Читать «Конъюнктуры Земли и времени. Геополитические и хронополитические интеллектуальные расследования» онлайн - страница 284

Вадим Леонидович Цымбурский

Вопреки Шпенглеру, не считавшему, что к России открытый им цикл имеет какое-то отношение, я расцениваю ее как высокую культуру, которая «стартовала» в XV–XVI веках становлением Московского царства с его религиозными и художественными формами, в XVIII веке достигла стадии, соответствующей европейскому Высокому Средневековью, а со второй половины XIX века по наши дни переживает пору городской революции с временем тираний и с великой большевистской реформацией, собравшей разрушившуюся Белую империю под новую сакральную вертикаль (чего европейским протестантам XVI–XVII веков так и не удалось добиться при всех замыслах их лидеров реорганизовать Священную Римскую империю). А к концу XX века видим надлом большевистской государственности – и взбухание контрреволюционной волны («второе крещение Руси»).

При всей наглядности черт шпенглеровского цикла в истории России надо иметь в виду, что мы проходим этот цикл, будучи материально и духовно втянутыми в региональный, а затем и планетарный порядок, выстроенный высокой культурой Запада, и что мы все время реагируем на вызовы этого порядка – как Петр I в условиях еще только «феодализирующейся» России создавал промышленность, технологически отвечавшую уровню раннебуржуазной Европы, а продуктивностью отчасти даже превосходившую этот уровень. Такого же свойства проблему создают сейчас России ее мегаполисы (прежде всего Москва), города-порталы неоимперского «объединенного мира», по многим показателям соответствующие не российской стадии в шпенглеровском цикле, а нынешней стадии Запада (времени космополитических столиц и работающих на них империй).
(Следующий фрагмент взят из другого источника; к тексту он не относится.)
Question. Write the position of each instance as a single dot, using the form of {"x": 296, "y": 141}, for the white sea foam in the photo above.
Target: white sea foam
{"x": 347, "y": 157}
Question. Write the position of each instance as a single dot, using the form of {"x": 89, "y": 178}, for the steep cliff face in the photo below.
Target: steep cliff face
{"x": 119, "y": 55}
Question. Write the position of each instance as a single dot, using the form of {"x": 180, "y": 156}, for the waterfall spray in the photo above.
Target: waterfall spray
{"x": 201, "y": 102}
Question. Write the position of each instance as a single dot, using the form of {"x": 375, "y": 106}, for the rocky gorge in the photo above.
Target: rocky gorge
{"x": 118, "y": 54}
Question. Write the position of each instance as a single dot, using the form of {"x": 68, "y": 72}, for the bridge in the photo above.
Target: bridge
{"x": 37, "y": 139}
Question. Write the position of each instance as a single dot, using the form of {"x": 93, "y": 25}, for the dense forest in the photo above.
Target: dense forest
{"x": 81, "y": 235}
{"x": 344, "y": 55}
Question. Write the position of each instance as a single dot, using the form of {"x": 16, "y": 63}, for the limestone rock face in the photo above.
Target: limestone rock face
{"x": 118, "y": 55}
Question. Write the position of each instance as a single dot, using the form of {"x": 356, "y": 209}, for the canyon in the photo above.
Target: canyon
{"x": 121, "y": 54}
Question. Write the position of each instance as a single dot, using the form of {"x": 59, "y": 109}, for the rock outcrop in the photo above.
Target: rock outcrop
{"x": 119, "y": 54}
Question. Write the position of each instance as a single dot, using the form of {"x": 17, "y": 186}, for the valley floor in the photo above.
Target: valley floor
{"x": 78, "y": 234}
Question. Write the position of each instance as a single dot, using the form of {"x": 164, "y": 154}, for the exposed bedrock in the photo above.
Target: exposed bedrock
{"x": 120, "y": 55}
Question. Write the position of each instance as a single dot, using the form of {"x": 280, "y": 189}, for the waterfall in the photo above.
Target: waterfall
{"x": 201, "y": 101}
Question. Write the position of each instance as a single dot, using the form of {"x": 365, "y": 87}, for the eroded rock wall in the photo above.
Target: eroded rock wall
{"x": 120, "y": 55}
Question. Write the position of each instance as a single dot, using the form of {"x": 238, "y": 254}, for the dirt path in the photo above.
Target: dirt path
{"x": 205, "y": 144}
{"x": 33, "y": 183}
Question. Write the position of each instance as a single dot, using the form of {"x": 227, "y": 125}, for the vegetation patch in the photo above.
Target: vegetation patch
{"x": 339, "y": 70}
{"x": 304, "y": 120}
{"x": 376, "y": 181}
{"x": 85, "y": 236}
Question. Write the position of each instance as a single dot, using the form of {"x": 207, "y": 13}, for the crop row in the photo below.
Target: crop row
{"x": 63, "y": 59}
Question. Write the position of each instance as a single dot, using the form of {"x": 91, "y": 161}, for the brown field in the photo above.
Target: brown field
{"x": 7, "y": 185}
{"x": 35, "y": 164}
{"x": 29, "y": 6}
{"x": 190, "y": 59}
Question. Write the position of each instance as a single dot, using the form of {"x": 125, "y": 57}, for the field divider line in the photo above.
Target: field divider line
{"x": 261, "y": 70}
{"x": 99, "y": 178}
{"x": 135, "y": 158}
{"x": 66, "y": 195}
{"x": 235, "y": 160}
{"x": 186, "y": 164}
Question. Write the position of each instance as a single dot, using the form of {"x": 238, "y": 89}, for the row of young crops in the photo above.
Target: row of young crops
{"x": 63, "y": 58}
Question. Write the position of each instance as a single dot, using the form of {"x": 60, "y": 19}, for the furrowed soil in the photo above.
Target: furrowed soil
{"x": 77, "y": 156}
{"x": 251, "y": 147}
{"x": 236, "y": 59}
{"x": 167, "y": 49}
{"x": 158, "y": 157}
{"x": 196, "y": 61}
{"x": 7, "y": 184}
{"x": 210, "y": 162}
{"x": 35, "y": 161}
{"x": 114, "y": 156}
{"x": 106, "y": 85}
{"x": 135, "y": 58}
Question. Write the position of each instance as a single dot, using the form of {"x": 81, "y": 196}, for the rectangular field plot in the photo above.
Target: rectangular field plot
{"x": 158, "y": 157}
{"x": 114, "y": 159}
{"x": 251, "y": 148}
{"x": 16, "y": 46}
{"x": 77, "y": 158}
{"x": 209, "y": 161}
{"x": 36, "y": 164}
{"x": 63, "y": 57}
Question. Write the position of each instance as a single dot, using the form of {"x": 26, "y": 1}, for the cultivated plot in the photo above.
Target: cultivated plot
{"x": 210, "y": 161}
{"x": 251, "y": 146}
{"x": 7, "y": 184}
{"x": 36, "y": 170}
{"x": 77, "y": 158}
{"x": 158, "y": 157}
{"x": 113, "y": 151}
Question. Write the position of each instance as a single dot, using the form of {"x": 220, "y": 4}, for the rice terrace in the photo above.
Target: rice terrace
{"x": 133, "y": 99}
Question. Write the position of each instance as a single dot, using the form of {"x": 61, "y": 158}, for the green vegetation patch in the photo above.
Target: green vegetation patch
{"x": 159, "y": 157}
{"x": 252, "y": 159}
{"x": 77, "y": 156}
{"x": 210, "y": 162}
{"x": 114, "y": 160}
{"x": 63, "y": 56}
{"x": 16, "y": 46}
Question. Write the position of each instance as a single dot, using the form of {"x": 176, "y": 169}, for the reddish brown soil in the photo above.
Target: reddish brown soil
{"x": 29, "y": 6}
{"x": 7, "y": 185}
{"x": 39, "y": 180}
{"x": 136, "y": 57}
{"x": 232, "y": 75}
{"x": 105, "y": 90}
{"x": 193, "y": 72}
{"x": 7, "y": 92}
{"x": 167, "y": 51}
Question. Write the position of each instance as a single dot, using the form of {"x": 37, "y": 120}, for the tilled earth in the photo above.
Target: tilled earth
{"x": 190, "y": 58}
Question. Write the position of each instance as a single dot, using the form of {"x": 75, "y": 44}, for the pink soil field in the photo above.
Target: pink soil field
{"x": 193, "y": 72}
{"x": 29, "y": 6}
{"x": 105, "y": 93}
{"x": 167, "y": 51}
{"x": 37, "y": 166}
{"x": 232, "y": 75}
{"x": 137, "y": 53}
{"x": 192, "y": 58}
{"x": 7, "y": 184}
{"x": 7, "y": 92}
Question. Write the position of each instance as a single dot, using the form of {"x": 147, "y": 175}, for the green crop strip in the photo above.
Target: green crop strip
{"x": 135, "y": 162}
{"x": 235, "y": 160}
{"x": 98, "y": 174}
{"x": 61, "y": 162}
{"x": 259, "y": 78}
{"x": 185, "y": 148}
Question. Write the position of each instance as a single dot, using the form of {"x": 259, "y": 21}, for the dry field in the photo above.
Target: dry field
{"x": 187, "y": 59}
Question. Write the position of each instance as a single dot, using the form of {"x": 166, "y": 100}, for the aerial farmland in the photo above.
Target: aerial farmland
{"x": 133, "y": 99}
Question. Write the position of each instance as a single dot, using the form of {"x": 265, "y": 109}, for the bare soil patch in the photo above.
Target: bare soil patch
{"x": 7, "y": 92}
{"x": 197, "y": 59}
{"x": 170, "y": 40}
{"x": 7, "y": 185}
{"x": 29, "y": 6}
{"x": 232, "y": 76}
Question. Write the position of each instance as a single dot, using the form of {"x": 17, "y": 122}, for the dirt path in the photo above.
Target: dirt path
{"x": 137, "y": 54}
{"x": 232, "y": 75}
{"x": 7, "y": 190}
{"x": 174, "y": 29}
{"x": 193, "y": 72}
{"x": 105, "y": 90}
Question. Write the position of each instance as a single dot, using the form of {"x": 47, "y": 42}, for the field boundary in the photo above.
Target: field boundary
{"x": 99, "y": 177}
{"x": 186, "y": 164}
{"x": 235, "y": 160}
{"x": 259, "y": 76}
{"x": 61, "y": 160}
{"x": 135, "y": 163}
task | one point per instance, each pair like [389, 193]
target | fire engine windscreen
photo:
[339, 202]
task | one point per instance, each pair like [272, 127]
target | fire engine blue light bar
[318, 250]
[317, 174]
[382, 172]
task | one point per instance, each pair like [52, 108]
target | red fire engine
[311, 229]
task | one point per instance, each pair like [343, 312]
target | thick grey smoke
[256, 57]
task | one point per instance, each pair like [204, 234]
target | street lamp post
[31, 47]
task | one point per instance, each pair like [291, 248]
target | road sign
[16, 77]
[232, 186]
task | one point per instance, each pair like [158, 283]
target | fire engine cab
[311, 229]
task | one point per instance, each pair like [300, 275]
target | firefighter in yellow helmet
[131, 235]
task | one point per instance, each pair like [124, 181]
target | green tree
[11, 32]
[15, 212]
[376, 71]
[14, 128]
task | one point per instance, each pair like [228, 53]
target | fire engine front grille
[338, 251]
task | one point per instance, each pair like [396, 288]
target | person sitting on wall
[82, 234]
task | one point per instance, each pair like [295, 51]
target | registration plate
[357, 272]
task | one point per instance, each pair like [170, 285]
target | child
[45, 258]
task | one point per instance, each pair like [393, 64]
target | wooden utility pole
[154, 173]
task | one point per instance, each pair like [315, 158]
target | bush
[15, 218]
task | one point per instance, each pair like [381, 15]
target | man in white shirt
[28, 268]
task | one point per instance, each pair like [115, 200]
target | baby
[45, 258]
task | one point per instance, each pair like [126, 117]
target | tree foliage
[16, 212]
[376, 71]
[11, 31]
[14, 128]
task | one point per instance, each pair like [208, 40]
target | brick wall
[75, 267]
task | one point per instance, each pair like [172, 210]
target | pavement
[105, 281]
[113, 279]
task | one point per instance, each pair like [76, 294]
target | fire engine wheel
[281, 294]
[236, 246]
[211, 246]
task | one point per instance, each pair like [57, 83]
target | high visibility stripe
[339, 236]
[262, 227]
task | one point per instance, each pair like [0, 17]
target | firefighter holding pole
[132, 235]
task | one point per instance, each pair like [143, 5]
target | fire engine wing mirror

Возвращаясь к сопоставлению цивилизационных ритмов Евро-Атлантики и ее российского сообщества-спутника, мы обнаруживаем, что состоявшемуся в XV–XVI веках распадению «духовной империи» Запада на суверенные государства – политическую собственность королей, князей и олигархий, – связанные поверх религиозных и идеологических расколов геополитикой и геокультурой, стадиально соответствует крутая федерализация России в XX–XXI веках в две волны – с падением сперва православной империи, а затем большевистской идеократической сверхдержавы. И точно так же выкованное европейскими законниками и политиками XVI–XVIII веков в осмысление постимперской (раннего модерна) ситуации понятие суверенитета ни для кого не представляло большого интереса в России тех времен. Но оно обрело здесь исключительную жизненность именно в конце XX и в XXI веке в применении к новому политическому «театру», где идея «верховной власти» схлестнулась с идеей «неотъемлемой политической собственности», укорененной в особенностях и традициях территорий, выделившихся в субъекты Федерации. Еще раз повторю – наш путь и впрямь сопоставим с путем Запада (и не только его – о других высоких культурах здесь нет места говорить), но насколько же по-своему выстраивается этот наш цикл: федерация обретает у нас значение, аналогичное тому, какое абсолютизм и national state имели в истории евроатлантической государственности и политии.